Software was written to extract image data from files stored in MED VISION and DICOM formats. These 
two image file formats are widely used in MDACC. Code was developed to remove patient data from the 
test images in order to preserve the patient confidentiality throughout our tests. Unix scripts were written to 
facilitate running tests in batch mode. Software was also developed to perform basic image processing 
operations in order to assist testing and exploration of image properties. A Genetic Algorithms program 
was written to perform image clustering. Finally, software was developed to implement the MARS, MAZE 
and MaxGBA methods.

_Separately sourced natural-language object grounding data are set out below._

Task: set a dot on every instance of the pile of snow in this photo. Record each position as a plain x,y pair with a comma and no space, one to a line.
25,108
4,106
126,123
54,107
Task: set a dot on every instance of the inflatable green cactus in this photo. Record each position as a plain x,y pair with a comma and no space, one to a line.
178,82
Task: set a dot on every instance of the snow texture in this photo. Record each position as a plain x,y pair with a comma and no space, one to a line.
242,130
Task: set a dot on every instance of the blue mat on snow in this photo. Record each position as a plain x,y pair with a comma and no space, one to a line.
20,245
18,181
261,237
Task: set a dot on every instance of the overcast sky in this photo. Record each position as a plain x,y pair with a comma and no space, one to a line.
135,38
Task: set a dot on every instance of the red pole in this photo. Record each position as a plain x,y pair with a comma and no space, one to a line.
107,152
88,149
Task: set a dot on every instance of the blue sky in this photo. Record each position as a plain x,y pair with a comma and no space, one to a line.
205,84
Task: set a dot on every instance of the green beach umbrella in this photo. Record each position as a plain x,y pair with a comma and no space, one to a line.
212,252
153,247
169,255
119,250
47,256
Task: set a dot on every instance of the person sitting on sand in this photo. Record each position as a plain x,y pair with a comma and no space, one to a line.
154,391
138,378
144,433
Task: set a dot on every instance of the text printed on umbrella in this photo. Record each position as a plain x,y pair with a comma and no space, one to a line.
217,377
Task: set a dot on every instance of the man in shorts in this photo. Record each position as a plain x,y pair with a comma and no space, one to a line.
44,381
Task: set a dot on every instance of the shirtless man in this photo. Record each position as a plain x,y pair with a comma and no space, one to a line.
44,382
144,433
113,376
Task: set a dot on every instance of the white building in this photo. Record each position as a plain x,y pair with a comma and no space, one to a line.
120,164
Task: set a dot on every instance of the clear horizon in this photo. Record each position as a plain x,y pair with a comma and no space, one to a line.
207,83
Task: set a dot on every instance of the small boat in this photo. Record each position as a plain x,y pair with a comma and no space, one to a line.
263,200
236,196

All software was designed using the object-oriented design methodology and was 
implemented in C++ on a Unix platform. 


7. THE NEW SRC COMPRESSION METHODS 

Three new lossless Set Redundancy Compression methods were developed in this research: the MARS 
(Median-Aided Region Sorting) method, the MAZE (Max-Aided Zero Elimination) method and the 
MaxGBA (Max-Guided Bit Allocation) method. 

7.1 The MARS method 

The Median- Aided Region Sorting (MARS) method starts with converting the input images into their 
“differential” versions replacing pixel values with their differences from a predicted value (the prediction is 
based on a scheme similar to the one used in the Calic method). The “median” image is then created from 
these differential images, and it is segmented into regions of same value. These regions are subsequently 
used as a guide to “sort” the pixel values in each input image: based on the “region map” from the median 
image, we rearrange the pixels in each input image so that pixels from the value-0 regions are stored first, 
followed by the pixels from the value- 1 regions, and so on. The “sorting” would be perfect only if it was 
applied to the median image itself; in all other images it is expected to be only approximate, since in 
general the region map of the median image only approximately represents the real region map of any of 
the input images. However, although this pixel sorting is not perfect, it can help to improve compression by 
using any standard entropy-encoder as the last step. The theoretical “best-case” when sorting is perfect was 
studied experimentally and it was found that it results in almost 90:1 lossless compression. This of course 
cannot be achieved in practice, however it indicates the potential of the MARS method. The MARS 
method is lossless. 

7.2 The MAZE method 

Similar to the MARS method, the Median-Aided Zero Elimination (MAZE) method starts with converting 
the input images into their “differential” versions replacing pixel values with their differences from the 
predicted values. The “maximum” image is then created from these differential images, and it is used to 
identify the pixels with 0 value from the input images. Note that if a pixel in the max image has 0 value, 
then it is guaranteed that the same pixel in all input images has also 0 value. These pixels can then safely 
be removed from all input images, since the “knowledge” to put them back has been captured into the max 
image. Thus the MAZE method reduces the number of pixels with 0 value from the input images. Since 
these image are actually differential images, it is expected that they will have a large number of pixels with 
0 value, thus the potential size reduction can be significant. The MAZE method is lossless. 

7.3 The MaxGBA method 

The MaxGBA (Maximum-Guided Bit Allocation) method uses the “maximum” image from the set of 
similar images to guide the bit allocation when encoding pixels of a given input image. The maximum 
image is created to store the statistical maximum values from a given image set; every pixel of the 
maximum image contains the largest value from all pixels at the same position across all images in the set.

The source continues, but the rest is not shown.